Electrical – 220v to 12v circuit problem

12v

good afternoon i bulid a circuit to convert 220v ac to 12v dc so i can power a 12v dc relay. once i attach the output to the relay the voltage drop to 2v once i disconnect it and attach the positive 12v to the relay it work but then i have the disconnect it again if i want to powr it again.

this is the transformation circuit

Best Answer

Although your circuit may produce 12 V for your relay in principle, I suspect that the impedance of your R-C network is too high at your load current. I have no calculations to back that up, though.

The issue that I see is danger, in the case of a component failure. In your circuit, a diode failing to short-circuit could put mains onto your low-voltage relay and risk a fire. Unless it is critical to your application to save space or parts cost, I would strongly recommend using a step-down mains transformer and bridge rectifier instead.
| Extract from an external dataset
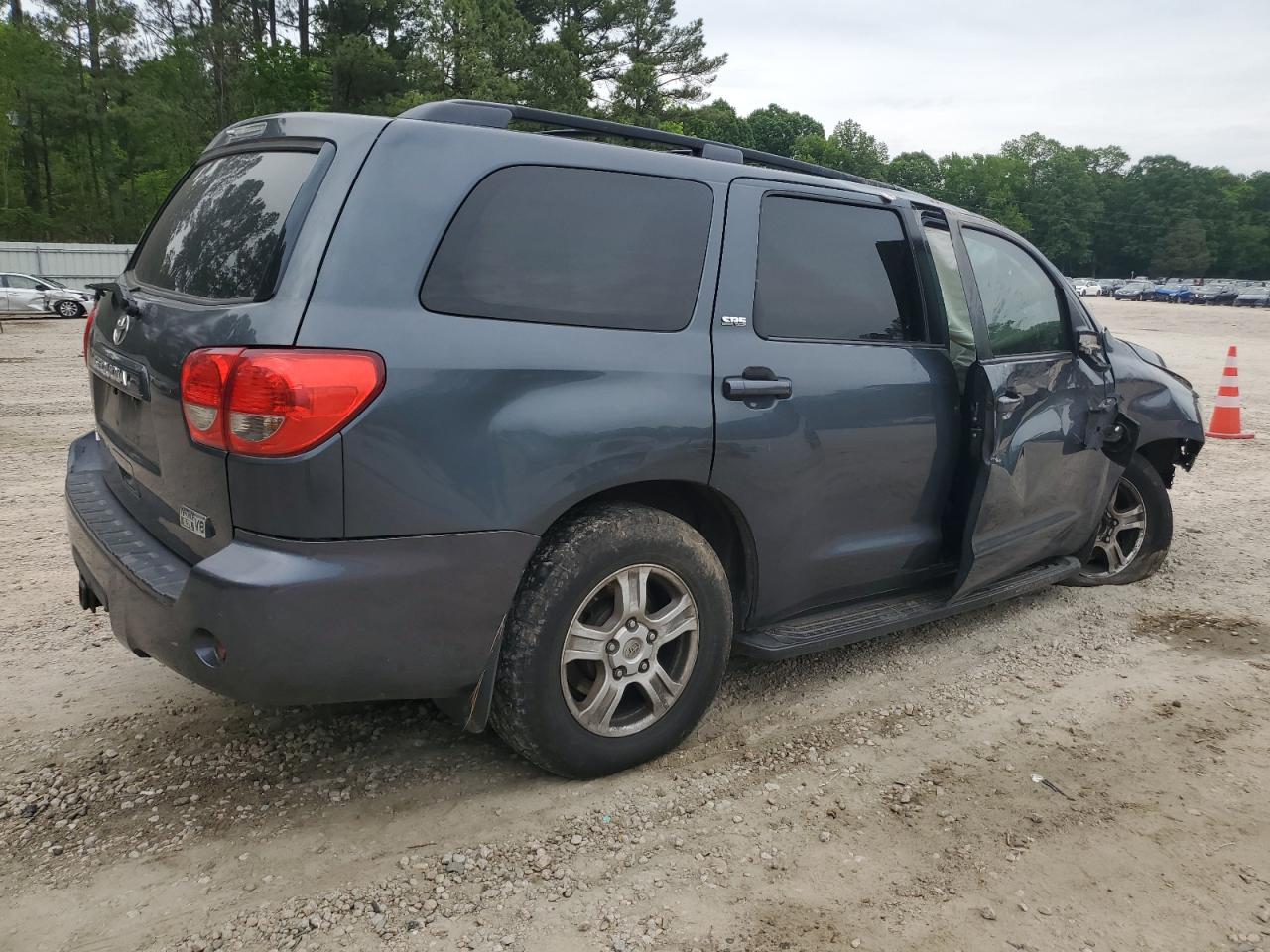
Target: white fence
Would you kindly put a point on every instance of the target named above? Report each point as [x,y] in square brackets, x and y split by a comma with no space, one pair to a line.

As a component, the reliability of a transformer will be extremely high and it will ensure that your load circuit cannot receive a dangerously high voltage. Otherwise you are avoiding a fire or similar damage only if every component works well for the lifetime of the circuit. The cost savings will look very unimportant in that light.

As I imagine you know, electronics and circuit design are only a part of engineering. Electrical safety and reliability are just as important, as are cost, environmental safety, suitability for test, suitability for servicing and a good few more.

I have designed equipment for approval to worldwide electrical standards, and before CE marking made it much easier. We used to export my designs of office equipment into 45 countries. To meet many of these approvals, our mains circuitry (PSUs, cabling) had to stay safe and protected under Single Point Of Failure (SPOF) conditions. This means that an engineer from an approving body would visit and open-circuit any single PSU/mains component or solder a short-circuit across it. The equipment would be switched on and operated and was required to not suffer a fire or present any safety hazard to the user.

In that environment, designing mains circuitry with SPOF protection becomes a lifelong discipline that you always follow. Unfortunately, your circuit is far from safe under such testing. I hope this information helps.